Sub-Saharan Africa - Art

Art

Further information: African art

The oldest abstract art in the world is a shell necklace dated 82,000 years in the Cave of Pigeons in Taforalt, eastern Morocco. The second oldest abstract form of art and the oldest rock art is found in the Blombos Cave at the Cape in South Africa, dated 77,000 years. Sub-saharan Africa has some of the oldest and most varied style of rock art in the world.
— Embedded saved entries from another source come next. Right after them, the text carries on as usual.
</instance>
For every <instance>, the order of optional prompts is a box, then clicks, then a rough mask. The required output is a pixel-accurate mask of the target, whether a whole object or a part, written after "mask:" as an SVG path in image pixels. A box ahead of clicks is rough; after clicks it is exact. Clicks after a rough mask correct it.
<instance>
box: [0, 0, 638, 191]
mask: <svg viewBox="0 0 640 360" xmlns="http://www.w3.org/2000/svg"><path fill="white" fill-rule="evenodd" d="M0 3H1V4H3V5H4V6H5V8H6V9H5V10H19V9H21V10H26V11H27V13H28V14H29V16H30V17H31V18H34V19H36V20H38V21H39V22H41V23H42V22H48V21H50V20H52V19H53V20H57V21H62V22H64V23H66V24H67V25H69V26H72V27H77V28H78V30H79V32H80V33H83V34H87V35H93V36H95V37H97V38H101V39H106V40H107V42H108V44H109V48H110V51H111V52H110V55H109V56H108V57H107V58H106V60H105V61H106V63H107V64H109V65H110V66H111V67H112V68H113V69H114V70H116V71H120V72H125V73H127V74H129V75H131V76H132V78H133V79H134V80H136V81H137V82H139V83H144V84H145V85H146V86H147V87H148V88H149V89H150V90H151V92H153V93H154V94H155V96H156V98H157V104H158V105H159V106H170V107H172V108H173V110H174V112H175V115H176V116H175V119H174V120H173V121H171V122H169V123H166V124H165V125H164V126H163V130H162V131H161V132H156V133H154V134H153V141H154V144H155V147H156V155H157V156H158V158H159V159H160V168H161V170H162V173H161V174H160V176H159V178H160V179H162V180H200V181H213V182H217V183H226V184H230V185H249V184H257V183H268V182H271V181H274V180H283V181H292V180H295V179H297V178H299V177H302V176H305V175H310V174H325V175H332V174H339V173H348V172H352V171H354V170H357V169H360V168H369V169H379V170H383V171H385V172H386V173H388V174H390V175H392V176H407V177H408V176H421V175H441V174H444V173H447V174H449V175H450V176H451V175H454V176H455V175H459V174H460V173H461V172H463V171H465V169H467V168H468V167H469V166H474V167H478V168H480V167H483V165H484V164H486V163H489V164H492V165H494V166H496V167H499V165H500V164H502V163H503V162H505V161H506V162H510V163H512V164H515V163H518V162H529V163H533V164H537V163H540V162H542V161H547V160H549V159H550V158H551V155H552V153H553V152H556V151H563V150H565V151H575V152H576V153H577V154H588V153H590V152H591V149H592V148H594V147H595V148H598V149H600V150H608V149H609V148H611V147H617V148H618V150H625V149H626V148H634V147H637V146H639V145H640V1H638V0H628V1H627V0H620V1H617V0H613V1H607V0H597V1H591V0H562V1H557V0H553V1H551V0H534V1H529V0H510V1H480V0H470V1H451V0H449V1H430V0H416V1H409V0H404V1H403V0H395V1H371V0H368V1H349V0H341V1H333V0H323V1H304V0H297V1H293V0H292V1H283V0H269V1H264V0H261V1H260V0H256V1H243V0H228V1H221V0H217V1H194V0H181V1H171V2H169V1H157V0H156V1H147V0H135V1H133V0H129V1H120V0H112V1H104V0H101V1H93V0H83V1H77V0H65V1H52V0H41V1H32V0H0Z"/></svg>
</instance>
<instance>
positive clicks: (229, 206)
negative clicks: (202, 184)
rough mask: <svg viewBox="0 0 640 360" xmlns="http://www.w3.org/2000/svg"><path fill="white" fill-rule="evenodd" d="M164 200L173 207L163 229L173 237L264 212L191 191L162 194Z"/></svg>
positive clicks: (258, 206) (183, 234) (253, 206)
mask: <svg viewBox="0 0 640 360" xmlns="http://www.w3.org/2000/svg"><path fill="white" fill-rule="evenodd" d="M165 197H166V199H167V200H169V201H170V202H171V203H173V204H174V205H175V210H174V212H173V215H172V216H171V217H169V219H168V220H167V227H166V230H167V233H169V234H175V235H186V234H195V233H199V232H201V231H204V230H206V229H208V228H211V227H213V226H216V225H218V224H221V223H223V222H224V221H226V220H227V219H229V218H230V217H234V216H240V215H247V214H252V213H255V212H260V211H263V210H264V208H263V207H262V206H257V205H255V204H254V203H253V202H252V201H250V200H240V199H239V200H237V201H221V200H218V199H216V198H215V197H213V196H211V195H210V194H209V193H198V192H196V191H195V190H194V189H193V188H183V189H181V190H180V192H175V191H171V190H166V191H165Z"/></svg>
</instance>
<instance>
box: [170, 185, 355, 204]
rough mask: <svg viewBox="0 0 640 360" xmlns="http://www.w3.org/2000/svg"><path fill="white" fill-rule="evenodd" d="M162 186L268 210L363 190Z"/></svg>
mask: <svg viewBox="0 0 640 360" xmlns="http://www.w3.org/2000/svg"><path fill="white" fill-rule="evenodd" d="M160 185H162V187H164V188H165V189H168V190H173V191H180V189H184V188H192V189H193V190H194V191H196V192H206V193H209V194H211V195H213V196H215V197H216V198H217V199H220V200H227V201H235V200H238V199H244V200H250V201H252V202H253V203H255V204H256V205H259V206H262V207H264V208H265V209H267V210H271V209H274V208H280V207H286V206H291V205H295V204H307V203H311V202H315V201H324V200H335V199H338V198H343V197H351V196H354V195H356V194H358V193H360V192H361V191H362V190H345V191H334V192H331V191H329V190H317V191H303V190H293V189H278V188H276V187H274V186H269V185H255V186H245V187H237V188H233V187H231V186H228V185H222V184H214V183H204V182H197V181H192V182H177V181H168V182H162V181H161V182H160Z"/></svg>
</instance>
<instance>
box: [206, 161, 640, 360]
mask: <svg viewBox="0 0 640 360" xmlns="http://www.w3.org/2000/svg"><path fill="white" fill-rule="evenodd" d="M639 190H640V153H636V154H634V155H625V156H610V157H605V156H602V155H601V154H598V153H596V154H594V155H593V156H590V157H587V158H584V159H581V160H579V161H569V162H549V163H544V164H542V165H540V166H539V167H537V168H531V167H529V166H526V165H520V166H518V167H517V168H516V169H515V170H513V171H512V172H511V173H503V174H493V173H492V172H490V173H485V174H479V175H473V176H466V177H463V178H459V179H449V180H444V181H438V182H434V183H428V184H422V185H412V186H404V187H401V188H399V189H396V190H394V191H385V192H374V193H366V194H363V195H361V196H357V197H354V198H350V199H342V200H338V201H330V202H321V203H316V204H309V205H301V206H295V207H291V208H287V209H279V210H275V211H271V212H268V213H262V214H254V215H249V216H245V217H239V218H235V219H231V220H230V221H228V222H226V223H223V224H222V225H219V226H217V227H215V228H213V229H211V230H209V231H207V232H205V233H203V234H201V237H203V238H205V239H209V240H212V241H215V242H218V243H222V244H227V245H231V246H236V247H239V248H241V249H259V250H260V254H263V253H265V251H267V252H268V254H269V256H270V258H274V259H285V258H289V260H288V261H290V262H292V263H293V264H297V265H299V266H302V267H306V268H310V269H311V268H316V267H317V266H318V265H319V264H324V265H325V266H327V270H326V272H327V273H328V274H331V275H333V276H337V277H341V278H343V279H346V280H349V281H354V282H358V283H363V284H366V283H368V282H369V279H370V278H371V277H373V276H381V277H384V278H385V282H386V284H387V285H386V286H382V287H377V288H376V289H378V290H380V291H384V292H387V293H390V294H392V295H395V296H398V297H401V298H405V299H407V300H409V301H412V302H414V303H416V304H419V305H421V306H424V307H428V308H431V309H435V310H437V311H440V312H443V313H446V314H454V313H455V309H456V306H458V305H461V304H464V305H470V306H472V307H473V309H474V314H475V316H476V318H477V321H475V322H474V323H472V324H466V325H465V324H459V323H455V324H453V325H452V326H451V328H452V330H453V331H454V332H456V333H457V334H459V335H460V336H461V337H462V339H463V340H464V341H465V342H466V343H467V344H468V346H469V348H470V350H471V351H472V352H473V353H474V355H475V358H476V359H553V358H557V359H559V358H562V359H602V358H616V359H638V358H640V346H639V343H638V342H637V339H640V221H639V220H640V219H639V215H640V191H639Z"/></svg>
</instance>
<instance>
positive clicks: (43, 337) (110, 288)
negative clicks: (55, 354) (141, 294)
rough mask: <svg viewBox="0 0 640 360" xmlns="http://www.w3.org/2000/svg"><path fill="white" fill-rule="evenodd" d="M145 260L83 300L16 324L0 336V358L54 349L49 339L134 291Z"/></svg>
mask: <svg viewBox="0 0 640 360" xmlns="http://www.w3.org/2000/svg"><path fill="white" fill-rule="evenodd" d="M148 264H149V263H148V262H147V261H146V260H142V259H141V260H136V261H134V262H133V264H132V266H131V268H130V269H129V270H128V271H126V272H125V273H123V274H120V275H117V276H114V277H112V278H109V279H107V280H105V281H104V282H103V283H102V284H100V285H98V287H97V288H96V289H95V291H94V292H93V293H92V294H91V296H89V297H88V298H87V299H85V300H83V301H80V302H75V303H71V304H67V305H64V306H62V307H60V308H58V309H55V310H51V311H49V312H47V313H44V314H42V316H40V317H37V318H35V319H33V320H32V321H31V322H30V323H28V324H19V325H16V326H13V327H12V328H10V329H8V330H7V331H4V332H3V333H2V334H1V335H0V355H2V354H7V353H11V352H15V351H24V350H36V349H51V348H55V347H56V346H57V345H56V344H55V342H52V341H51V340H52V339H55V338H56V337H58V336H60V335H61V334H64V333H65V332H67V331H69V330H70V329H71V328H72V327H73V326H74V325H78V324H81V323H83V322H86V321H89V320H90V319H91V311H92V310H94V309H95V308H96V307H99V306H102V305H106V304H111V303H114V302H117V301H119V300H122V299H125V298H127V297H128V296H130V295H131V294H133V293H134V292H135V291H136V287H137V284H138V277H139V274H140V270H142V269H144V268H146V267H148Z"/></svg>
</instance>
Although Sub-saharan African art is very diverse there are some common themes. One is the use of the human figure. Second, there is a preference for sculpture. Sub-saharan art is meant to be experience in three dimensions, not two. A house is meant to be experienced from all angles. Third, art is meant to be performed. Sub-saharan Africans have specific name for mask. The name incorporates the sculpture, the dance, and the spirit that incorporates the mask. The name denotes all three elements. Fourth, art that serves a practical function, utilitarian. The artist and craftsman are not separate. A sculpture shaped like a hand can be used as a stool. Fifth, the use of fractals or non-linear scaling. The shape of the whole is the shape of the parts at different scales. Before the discovery of fractal geometry], Louis Senghor, Senegal's first president, referred to this as "dynamic symmetry." William Fagg, the British art historian, compared it to the logarithmic mapping of natural growth by biologist D’Arcy Thompson. Lastly, Sub-saharan art is visually abstract, instead of naturalistic. Sub-saharan art represents spiritual notions, social norms, ideas, values, etc. An artist might exaggerated the head of a sculpture in relations to the body not because he does not know anatomy but because he wants to illustrate that the head is the seat of knowledge and wisdom. The visual abstraction of African art was very influential in the works of modernist artist like Pablo Picasso, Henri Matisse, and Jacques Lipchitz.